LAFA: Agentic LLM-Driven Federated Analytics over Decentralized Data Sources
This work addresses the need for privacy-protected, accessible data analytics for users in decentralized environments, representing a novel integration rather than an incremental improvement.
The authors tackled the problem of enabling natural language-driven, privacy-preserving data analytics by integrating LLM-agent-based analytics with federated analytics, resulting in a system that outperforms baselines with higher success rates and reduced resource-intensive operations.

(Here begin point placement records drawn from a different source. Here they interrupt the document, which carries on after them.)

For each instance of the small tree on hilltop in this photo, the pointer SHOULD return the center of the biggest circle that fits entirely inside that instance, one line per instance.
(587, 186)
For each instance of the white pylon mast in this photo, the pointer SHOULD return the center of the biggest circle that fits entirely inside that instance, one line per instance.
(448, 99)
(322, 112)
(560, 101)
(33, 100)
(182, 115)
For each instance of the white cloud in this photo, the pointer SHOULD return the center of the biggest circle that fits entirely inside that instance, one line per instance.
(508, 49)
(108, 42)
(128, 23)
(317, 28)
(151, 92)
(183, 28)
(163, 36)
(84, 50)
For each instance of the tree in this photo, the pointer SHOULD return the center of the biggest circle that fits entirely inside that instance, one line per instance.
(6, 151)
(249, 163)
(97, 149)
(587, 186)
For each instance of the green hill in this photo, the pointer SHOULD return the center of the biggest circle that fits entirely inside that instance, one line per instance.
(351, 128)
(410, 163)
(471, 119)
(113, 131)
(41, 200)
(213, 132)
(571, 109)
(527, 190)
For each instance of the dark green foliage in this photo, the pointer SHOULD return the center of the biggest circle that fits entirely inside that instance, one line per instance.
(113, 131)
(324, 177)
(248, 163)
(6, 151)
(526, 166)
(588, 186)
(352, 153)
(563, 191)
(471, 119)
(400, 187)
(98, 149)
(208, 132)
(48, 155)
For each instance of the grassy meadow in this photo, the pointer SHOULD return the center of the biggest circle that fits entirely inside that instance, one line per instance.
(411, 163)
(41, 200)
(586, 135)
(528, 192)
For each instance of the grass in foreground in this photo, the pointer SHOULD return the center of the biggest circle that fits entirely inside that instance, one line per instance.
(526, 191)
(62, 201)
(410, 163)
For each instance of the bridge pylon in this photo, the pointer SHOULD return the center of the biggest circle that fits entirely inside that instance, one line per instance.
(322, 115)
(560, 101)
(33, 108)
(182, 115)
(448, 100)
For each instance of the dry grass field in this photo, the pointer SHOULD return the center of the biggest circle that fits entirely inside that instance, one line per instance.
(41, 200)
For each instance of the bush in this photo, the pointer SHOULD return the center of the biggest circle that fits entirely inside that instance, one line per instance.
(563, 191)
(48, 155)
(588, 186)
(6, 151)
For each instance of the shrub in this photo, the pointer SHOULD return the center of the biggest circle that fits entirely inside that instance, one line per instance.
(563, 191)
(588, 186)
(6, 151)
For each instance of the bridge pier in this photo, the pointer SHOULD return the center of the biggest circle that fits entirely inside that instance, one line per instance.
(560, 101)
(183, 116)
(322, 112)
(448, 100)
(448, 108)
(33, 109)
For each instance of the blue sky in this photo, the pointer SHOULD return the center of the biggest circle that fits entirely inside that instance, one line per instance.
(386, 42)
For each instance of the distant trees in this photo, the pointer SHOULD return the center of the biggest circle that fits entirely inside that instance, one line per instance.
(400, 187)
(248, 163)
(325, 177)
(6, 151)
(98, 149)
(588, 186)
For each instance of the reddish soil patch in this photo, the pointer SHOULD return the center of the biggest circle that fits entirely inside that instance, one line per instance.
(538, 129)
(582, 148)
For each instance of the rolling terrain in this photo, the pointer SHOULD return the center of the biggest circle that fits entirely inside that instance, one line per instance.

Large Language Models (LLMs) have shown great promise in automating data analytics tasks by interpreting natural language queries and generating multi-operation execution plans. However, existing LLM-agent-based analytics frameworks operate under the assumption of centralized data access, offering little to no privacy protection. In contrast, federated analytics (FA) enables privacy-preserving computation across distributed data sources, but lacks support for natural language input and requires structured, machine-readable queries. In this work, we present LAFA, the first system that integrates LLM-agent-based data analytics with FA. LAFA introduces a hierarchical multi-agent architecture that accepts natural language queries and transforms them into optimized, executable FA workflows. A coarse-grained planner first decomposes complex queries into sub-queries, while a fine-grained planner maps each subquery into a Directed Acyclic Graph of FA operations using prior structural knowledge. To improve execution efficiency, an optimizer agent rewrites and merges multiple DAGs, eliminating redundant operations and minimizing computational and communicational overhead. Our experiments demonstrate that LAFA consistently outperforms baseline prompting strategies by achieving higher execution plan success rates and reducing resource-intensive FA operations by a substantial margin. This work establishes a practical foundation for privacy-preserving, LLM-driven analytics that supports natural language input in the FA setting.